USD/INR Trades Above 55.0
06:58, 19th November 2012
(RTTNews) - The Indian rupee extended Friday's downtrend versus the US dollar on Monday, falling below the 55.0 per dollar mark for the second consecutive session as caution prevailed ahead of a "no-confidence motion" against the ruling UPA government in the winter session of Parliament.
The Trinamool Congress, which quit the government over two months back, announced over the weekend that her party would move a "no confidence" motion in the house against Congress-led UPA II government, rendering investor mood cautious despite firm global cues.

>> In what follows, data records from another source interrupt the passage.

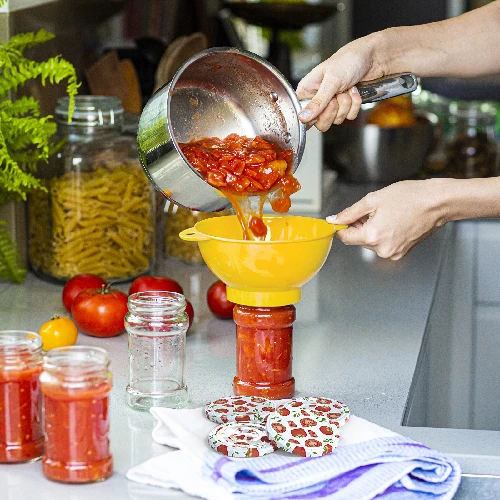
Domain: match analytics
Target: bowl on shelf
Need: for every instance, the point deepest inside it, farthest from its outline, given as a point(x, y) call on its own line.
point(363, 152)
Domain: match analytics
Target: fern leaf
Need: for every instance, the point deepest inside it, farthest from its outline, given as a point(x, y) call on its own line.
point(14, 183)
point(20, 107)
point(54, 70)
point(11, 267)
point(20, 133)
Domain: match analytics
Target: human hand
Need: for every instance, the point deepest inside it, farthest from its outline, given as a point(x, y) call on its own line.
point(394, 219)
point(331, 84)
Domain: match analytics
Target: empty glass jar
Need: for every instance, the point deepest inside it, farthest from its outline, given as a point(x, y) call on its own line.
point(156, 323)
point(97, 215)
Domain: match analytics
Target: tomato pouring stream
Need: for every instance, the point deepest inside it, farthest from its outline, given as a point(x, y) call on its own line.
point(246, 170)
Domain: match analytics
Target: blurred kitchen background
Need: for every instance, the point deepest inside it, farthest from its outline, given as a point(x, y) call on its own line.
point(157, 36)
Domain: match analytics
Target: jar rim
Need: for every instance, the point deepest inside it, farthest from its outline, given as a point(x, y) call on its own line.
point(91, 110)
point(76, 360)
point(19, 341)
point(157, 300)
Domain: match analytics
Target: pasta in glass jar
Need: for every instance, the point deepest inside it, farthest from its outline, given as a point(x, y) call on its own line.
point(97, 215)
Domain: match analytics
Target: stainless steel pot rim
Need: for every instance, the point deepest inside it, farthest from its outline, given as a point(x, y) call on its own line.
point(244, 53)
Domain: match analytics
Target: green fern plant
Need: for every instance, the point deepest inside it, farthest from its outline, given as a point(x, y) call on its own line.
point(25, 136)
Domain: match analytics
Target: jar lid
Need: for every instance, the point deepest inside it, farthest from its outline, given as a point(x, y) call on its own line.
point(240, 409)
point(241, 440)
point(337, 412)
point(300, 430)
point(91, 110)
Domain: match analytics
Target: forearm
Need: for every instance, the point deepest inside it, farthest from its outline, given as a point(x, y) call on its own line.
point(464, 46)
point(459, 199)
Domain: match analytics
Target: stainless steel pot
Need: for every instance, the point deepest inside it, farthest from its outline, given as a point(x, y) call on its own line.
point(221, 91)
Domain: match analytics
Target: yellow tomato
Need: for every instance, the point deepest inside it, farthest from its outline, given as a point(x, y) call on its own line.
point(58, 332)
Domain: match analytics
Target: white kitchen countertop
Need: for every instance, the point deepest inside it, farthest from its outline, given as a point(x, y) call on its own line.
point(357, 338)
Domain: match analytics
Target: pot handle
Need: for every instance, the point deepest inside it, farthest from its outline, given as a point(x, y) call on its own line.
point(382, 88)
point(191, 234)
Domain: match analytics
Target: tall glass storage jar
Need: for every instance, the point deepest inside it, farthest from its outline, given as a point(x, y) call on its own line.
point(97, 215)
point(473, 145)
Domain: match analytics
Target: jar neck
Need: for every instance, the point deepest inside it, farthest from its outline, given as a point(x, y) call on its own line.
point(156, 303)
point(19, 349)
point(73, 131)
point(77, 364)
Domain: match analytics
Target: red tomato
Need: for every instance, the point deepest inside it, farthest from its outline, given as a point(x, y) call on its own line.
point(100, 311)
point(77, 284)
point(154, 284)
point(217, 301)
point(189, 312)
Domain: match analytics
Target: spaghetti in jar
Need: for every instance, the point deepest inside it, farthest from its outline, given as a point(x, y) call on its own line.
point(97, 213)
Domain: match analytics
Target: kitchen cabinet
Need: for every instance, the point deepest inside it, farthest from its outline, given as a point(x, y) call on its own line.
point(458, 373)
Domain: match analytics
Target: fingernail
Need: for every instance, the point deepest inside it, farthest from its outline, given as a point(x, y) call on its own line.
point(305, 115)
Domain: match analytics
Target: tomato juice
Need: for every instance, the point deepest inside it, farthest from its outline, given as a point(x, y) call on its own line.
point(76, 429)
point(243, 168)
point(21, 431)
point(76, 384)
point(264, 351)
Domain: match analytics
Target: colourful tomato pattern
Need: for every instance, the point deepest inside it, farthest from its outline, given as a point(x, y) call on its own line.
point(241, 440)
point(242, 409)
point(297, 428)
point(252, 426)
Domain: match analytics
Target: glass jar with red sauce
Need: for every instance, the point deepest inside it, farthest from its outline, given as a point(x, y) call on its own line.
point(21, 429)
point(76, 383)
point(264, 351)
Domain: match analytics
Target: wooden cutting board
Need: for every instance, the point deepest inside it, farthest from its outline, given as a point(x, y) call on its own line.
point(105, 77)
point(133, 100)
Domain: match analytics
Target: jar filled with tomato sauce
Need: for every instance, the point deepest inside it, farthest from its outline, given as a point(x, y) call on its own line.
point(264, 351)
point(76, 383)
point(21, 430)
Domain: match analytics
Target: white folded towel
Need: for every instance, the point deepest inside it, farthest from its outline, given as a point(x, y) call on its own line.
point(369, 462)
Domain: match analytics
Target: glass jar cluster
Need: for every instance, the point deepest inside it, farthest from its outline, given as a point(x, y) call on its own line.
point(71, 385)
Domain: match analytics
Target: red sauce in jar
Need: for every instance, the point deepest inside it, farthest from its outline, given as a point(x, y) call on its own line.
point(21, 431)
point(264, 351)
point(77, 433)
point(240, 167)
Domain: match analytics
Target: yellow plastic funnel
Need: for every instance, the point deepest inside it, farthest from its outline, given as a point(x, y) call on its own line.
point(266, 273)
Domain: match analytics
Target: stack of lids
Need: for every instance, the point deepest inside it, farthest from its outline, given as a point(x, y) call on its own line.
point(251, 426)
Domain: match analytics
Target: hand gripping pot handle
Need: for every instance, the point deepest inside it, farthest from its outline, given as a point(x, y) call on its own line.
point(222, 91)
point(380, 89)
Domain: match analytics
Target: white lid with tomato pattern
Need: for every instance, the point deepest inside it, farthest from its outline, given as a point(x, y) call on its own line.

Most Asian markets rose and European markets ended a three-session losing streak, after U.S. President Barack Obama expressed confidence that he and Congress would reach a deal on how to cut the budget deficit of nearly $1.1 trillion, which amounts to more than 7 percent of the nation's gross domestic product.

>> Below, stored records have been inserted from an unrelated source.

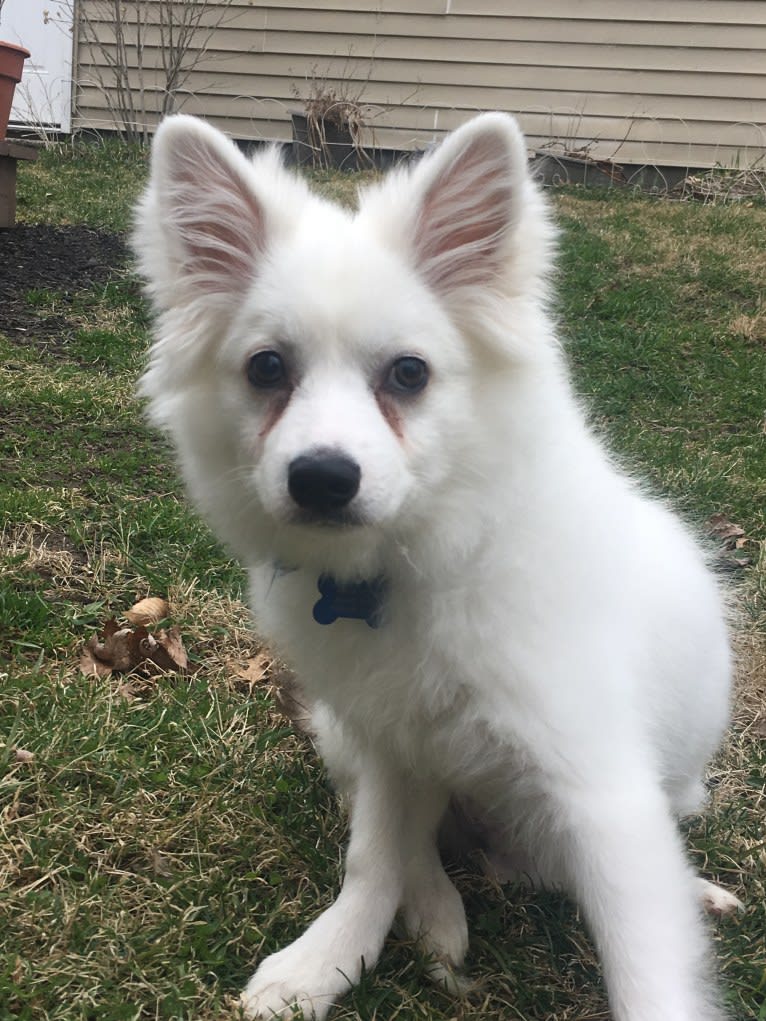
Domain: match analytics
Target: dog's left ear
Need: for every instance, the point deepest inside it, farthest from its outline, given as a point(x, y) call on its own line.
point(206, 217)
point(468, 200)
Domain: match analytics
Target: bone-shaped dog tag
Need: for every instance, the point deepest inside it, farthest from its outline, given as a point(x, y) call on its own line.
point(355, 600)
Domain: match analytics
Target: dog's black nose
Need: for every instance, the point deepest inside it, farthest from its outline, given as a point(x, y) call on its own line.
point(323, 482)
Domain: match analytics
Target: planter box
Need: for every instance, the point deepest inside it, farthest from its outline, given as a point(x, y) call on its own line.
point(11, 66)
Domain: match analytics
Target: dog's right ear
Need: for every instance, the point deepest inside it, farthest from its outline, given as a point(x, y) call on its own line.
point(201, 227)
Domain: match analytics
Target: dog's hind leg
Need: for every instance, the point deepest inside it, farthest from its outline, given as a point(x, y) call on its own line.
point(716, 901)
point(623, 861)
point(432, 909)
point(315, 971)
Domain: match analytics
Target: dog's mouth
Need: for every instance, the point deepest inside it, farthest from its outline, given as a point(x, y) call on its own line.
point(328, 520)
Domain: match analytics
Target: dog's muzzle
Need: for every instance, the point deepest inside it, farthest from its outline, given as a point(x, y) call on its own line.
point(324, 483)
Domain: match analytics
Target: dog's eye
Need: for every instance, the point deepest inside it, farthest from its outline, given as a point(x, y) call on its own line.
point(267, 369)
point(408, 375)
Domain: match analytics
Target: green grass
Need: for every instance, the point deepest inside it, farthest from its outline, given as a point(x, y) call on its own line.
point(165, 836)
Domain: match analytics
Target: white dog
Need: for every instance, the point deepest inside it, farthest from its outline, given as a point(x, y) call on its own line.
point(373, 410)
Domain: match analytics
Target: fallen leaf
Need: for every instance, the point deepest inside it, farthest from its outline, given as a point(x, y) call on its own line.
point(293, 702)
point(160, 863)
point(256, 668)
point(149, 611)
point(174, 647)
point(90, 665)
point(127, 649)
point(726, 531)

The benchmark BSE Sensex ended the session up 30 points or 0.16 percent at 18,339, with only 13 of its components advancing. The broader Nifty index slipped by 3 points or 0.05 percent to 5,571.
The rupee fell as low as 55.2050 against the US dollar but managed to stay a few pips below Friday's fresh 2-month low of 55.2350. The rupee is heading towards a major support level of 56.0 versus the greenback, a level set in early September. The near-term bearish target for the domestic unit is seen around the 55.50/60 area.